ECE5242 Project 2: Gesture Recognition
In this project, you will use IMU sensor readings from gyroscopes and accelerometers to train a
set of Hidden Markov Models (HMMs) and recognize different arm motion gestures. You should
then be able to classify unknown arm motions in real-time using your algorithm.
Training Data Download: Now available!
Repeated gestures at: https://cornell.box.com/v/ECE5242Proj2-train
Single gestures (same format as test): https://cornell.box.com/v/ECE5242Proj2-train-additional
Test Data Release: 3/7/2022 9:25am, https://cornell.box.com/v/ECE5242Proj2-test
The data sets contain the raw IMU readings collected from a consumer mobile device and
corresponding labels that describe the arm motions associated with the movements. You can find
the coordinate system used here:
*Data format for each column (7 columns in total) in the IMU data is ts , Ax, Ay,
Az, Wx, Wy, Wz (Time (millisecond), 3x Accelerometer (m/s2), 3x Gyroscope (rad/sec))
Upload: on Canvas:
(1) Code (due 3/3/2022 9:25am, <NetID>_project2.zip ) : Do not include training/test data.
Include all your training and testing code. Include your trained models. Your readme should give
specific, clear instructions what file paths to update and how to run your code in order to apply
your trained models to test data (without needing to re-train your HMM on training data). Your
readme should also give a brief description of all files you included.

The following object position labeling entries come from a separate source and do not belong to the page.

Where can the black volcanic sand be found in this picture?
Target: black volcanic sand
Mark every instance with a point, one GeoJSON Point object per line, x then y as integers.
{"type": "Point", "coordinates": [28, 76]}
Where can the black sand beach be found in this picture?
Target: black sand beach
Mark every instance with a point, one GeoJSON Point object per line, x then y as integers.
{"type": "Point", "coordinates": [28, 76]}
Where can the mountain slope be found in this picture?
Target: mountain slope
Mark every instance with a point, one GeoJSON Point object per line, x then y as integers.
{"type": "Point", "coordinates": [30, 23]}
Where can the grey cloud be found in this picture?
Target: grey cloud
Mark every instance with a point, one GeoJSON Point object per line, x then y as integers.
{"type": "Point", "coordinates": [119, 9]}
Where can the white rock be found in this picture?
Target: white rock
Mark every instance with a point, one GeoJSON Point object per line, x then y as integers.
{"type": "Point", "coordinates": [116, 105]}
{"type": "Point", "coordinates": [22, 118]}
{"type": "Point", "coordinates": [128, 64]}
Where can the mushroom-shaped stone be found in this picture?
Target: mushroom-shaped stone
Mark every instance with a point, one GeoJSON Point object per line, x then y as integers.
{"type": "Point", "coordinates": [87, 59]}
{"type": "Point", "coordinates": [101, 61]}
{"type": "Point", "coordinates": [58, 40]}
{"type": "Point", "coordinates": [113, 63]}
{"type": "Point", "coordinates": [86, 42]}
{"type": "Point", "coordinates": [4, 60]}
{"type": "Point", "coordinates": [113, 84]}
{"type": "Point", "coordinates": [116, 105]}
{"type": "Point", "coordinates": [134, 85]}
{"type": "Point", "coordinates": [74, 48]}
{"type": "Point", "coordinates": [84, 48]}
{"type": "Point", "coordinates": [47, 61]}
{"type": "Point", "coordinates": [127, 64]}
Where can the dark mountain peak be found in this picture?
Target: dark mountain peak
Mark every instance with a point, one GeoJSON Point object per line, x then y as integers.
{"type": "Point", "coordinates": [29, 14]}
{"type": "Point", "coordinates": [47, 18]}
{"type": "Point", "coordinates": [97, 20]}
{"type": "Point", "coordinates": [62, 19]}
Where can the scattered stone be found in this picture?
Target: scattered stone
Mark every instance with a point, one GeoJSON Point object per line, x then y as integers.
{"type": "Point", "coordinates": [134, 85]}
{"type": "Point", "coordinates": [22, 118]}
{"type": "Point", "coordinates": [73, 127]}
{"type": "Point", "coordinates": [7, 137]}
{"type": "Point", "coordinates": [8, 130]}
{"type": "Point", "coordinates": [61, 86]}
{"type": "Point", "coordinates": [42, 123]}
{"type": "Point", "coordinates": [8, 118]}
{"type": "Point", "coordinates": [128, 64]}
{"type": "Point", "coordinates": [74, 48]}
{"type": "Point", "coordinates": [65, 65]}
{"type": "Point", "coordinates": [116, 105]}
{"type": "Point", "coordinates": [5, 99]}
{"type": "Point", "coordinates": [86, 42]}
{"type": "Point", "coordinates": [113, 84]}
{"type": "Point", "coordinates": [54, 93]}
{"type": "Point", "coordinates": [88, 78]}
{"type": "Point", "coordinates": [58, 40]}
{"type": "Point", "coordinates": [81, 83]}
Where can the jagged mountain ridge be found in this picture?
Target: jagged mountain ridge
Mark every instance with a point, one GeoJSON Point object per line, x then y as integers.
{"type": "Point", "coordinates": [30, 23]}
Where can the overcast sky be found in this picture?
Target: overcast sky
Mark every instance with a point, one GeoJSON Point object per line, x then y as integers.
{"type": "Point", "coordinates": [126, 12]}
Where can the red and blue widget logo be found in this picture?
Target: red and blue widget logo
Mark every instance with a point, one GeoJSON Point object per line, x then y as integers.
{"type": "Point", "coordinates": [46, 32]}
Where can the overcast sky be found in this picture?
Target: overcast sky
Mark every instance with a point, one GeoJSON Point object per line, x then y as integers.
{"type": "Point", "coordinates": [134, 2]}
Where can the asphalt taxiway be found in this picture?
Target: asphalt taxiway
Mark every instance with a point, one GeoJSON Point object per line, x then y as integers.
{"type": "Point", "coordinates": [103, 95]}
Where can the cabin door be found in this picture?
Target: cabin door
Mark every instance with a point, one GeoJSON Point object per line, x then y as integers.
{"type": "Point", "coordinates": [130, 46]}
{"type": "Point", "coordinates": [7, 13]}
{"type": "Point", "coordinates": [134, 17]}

(2) Write-up (due 3/7/2022 11:59pm ,<NetID>_project2.pdf ) : Write a project report including
the following sections: Introduction, Problem Formulation, Technical Approach, Results and
Discussion. For each gesture model, you must include your training plot of your loglikelihood per epoch in your results.
*Clearly presenting your approach in the report and having good algorithm performance are
From the syllabus:
All work that is handed in for this course should be performed solely by the
individual students. However, you are allowed to discuss approaches and methods
with your colleagues, but any collaborative influences should be properly
documented in your reports. This applies to code that you hand in as well—
submitted work must be original. Violators will receive a failing grade and be
reported to the appropriate disciplinary office; see the following site for more
If you do get useful ideas from other classmates in your discussions, please list the classmate(s)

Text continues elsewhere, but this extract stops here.